The cost of testing is a major global issue. Countries want to ramp up testing but are prohibited by testing capacity and cost, especially in developing regions or those that simply cannot outbid the US and Europe for key supplies. Miniaturization of the test protocol can achieve huge cost reduction while maintaining throughput and reliability. A single PCR test is currently priced at $20 USD. By scaling this down 20-fold with our specialized low-volume liquid handlers, such as the dragonfly discovery and mosquito robots, the cost can be reduced to $2.50 per test. We are collaborating with existing customers and labs working on SARS-CoV-2 detection to validate these protocols so they may be implemented.

Miniaturization naturally tackles other supply chain challenges. By using less reagent per test, fewer materials need to be purchased and stored. Additionally, other consumables such as pipette tips generate more samples per use, resulting in less waste. With miniaturization, pipetting to homogenize a mixture after dispensing a reagent is unnecessary due to the low volume. The dragonfly discovery uses positive displacement technology to dispense precise volumes without contacting the well beneath, allowing the tips to be reused without contamination. We produce our own tips for both the mosquito and dragonfly machines, ensuring a secure supply chain for our users.

Sustainable Science

Automated liquid handling already provides researchers with a new layer of possibility that cannot be achieved by manual pipetting alone. Miniaturization adds additional dimensions to these research possibilities in what can be performed. Miniaturization is seen as a cornerstone of advancing biological research.

In the past 20 years, technology has trended towards miniaturization to increase throughput (microarray and DNA/protein on chip technology) and develop accurate assays to characterize cells and molecules in research and drug discovery.

The cost benefits to miniaturization of assays speak for themselves, however it is important to note that the approach to assay development itself changes dramatically with miniaturization. Automation allows for robust experimental design and data collection. Thorough design of experiments, testing multiple factors simultaneously, is finally gaining traction in life science. This lets researchers optimize their assays to achieve the most replicable and robust results. Molecular biology assays in both genomics and proteomics are both suited to miniaturization and automated liquid handling, saving time, cost and reagent with common laboratory protocols validated for single cell genomics, next generation sequencing and PCR.

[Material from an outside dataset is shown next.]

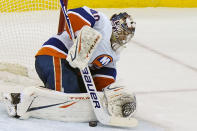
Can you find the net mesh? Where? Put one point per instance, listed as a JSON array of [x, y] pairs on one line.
[[25, 26]]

In the emerging field of synthetic biology, which takes an engineering approach to biological design, miniaturization plays a doubly important role. The field focuses on bio-based, sustainable solutions to global problems. Using a miniaturized liquid handling platform, environmentally toxic reagents and their waste is minimized considerably, as is the waste from single-use plastics thanks to the reusability and throughput of our platform.

Unfortunately, many still view these technologies as inaccessible due to cost or skills requirements. The long-term savings in miniaturizing standard protocols are significant, and our technology is easy to use. It can be thoroughly taught to the user in a single day workshop and does not require knowledge of complex software coding.

Going forward

As the COVID-19 outbreak develops, new tests, drug screens and vaccines will be developed in labs worldwide, in addition to widespread testing by RT-PCR. When lockdown restrictions ease and more laboratories come back to life across the globe, demand will again rise for the most common reagents and consumables. In the short term, miniaturization is a cost-effective strategy allowing labs to continue testing accurately while reagents and key consumables such as pipette tips remain less accessible than usual.

In the long term, automated low-volume liquid handling will save labs reagent, time, and money on their research while achieving robust data and having a lower environmental impact. The technology is effective across a wide range of biological applications. Perhaps most importantly of all, it provides valuable time for the scientist to spend doing what they do best: design cutting-edge experiments and make new discoveries.